= Penny Lane (Guantanamo) =

CIA facility on the Guantanamo Bay Naval Base

Penny Lane was a secret CIA facility at Guantanamo Bay Naval Base. Its name was taken from the Beatles song. Another Beatles song, "Strawberry Fields Forever", was similarly appropriated in naming Camp Strawberry Fields where the CIA's most prominent detainees were to be kept "Forever".

==Overview==
Penny Lane was used to attempt to convert particular captives into double agents who would be released to penetrate terrorist organizations and inform on them from within. According to Adam Goldman and Matt Apuzzo, of the Associated Press, Intelligence officials who insisted on anonymity asserted that the double agent program had successful graduates—individuals who were believed to be trustworthy enough to be released early, and who would then betray terrorists. However, they acknowledged that at least some of those individuals abandoned being a double agent and stopped reporting to the CIA.

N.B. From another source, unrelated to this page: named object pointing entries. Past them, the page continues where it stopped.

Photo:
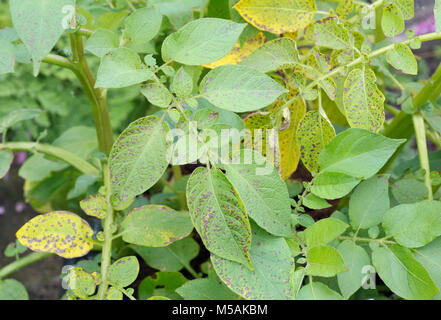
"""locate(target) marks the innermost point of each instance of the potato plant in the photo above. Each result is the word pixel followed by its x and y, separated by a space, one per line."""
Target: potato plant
pixel 272 156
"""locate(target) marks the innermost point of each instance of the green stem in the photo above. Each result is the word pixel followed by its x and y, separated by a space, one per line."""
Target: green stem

In anticipation of the United States Supreme Court's ruling in Rasul v. Bush, which was going to allow access to habeas corpus for individuals held in Guantanamo, Penny Lane, and other CIA black sites, like Camp Strawberry Fields, were shut down.

The conditions of confinement were reported to have been comfortable, with every individual provided with a private suite, with a real bed, private bathroom, kitchenette, and private patio.

Following the release of the Senate Intelligence Committee's report on the CIA's use of torture, some press reports later asserted that Penny Lane remained in operation, after the CIA stopped holding its own captives there, and that it was the site Scott Horton identified as "Camp No", when three captives died under mysterious circumstances, on June 9-10, 2006.